我裝作不在意地撫了撫袖口,就聽他喏喏地回道:“是……奴婢不知。”

“嗯?”我轉眼看他,學着顏珂冷下臉時的模樣。

不知是我模仿得太過到位,還是鄺希晗本身的影響,小蟬連忙張口補救道:“奴婢只記得您之前把姜護衛安排在聽雪閣里住着,若無意外,離了永樂堂,她應該回到了聽雪閣。”

“聽雪閣……倒是有些詩情畫意,”我點了點頭,起身往外走,“去看看。”

“殿下!”他快步攔在我身前,猶猶豫豫地勸着,“您身子還未大好……不宜、不宜……”

“怎麼,聽雪閣離這兒很遠么?”我停下來看他,心裏卻覺得並不是這個原因。

——經過昨日,我已然明白:鄺希晗這個年輕的王爺在府里有着絕對權威,幾乎到了言出法隨的地步;這種掌握權力的誘惑是多少人夢寐以求的,我卻彷彿能預見自己被腐蝕過後只剩一具暴戾不仁的骷髏。

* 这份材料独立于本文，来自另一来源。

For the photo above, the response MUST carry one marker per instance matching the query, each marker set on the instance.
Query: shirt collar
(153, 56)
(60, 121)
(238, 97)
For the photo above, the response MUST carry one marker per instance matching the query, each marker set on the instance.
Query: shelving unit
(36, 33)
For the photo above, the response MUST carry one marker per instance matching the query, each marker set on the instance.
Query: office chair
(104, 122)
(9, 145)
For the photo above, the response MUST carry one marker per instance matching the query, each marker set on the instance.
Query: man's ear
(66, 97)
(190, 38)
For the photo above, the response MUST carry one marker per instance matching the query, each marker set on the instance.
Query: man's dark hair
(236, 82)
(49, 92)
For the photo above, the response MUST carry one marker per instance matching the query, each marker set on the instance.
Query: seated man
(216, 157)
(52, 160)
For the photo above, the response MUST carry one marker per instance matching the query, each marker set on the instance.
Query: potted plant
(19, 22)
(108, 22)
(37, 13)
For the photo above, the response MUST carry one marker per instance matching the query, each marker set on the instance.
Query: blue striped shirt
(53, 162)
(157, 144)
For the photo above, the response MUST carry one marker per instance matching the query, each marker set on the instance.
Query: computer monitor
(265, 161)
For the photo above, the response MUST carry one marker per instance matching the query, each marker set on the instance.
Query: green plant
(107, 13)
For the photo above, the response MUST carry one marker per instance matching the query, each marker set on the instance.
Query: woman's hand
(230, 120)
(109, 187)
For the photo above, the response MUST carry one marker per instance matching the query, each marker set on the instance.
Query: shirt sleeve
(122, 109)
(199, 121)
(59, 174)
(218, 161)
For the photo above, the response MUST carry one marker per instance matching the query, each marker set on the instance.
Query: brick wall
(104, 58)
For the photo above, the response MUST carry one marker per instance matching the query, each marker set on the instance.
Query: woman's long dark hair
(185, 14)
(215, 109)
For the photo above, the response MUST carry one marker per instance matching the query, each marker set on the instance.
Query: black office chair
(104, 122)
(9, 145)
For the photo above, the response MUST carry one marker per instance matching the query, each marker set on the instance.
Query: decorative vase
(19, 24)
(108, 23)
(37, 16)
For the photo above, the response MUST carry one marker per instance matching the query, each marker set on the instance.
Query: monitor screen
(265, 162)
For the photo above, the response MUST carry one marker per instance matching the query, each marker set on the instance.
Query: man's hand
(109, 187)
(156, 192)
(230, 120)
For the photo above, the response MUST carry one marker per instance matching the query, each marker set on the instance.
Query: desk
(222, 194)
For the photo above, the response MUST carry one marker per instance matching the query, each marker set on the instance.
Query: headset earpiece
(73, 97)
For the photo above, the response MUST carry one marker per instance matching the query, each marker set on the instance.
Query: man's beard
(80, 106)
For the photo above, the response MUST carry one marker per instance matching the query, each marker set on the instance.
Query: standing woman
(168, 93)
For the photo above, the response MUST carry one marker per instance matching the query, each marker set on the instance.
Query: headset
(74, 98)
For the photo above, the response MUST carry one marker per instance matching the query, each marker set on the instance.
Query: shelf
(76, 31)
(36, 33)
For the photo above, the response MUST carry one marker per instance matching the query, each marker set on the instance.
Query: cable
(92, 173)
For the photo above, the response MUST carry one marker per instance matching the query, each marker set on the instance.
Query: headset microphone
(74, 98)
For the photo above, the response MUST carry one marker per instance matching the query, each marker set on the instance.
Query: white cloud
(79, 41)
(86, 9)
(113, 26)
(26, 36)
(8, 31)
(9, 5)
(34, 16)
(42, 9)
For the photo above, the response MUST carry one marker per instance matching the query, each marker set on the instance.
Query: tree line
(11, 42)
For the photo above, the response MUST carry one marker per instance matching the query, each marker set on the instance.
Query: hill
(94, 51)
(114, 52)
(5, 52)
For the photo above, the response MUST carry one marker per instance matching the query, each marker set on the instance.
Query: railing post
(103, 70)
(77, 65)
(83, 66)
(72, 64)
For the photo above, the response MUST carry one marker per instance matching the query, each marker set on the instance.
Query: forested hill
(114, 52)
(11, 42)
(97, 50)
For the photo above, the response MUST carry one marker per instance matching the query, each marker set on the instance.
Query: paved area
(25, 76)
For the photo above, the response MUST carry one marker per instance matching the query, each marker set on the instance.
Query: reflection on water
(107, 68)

我不是凌王鄺希晗,我也不想變成她那樣……我不斷地這麼告誡着自己。

“這倒不是。”小蟬杵在門口不肯讓開,神色有些為難——卻更堅定了我的決心。

——莫不是他們違背我的意思對那姜灼做了什麼?因為那副毫無意義的手銬遷罪於她?還是……我不願再假設下去。

但若是這樣,我就更有必要親眼證實她的安全了。

既然身子已比前日好些,可見適當的運動有助於恢復,以這個為由,即使是顏珂也不會多加阻攔;我想,若是大部分時候都板著臉,端着架子,怕也不那麼容易被發現破綻吧。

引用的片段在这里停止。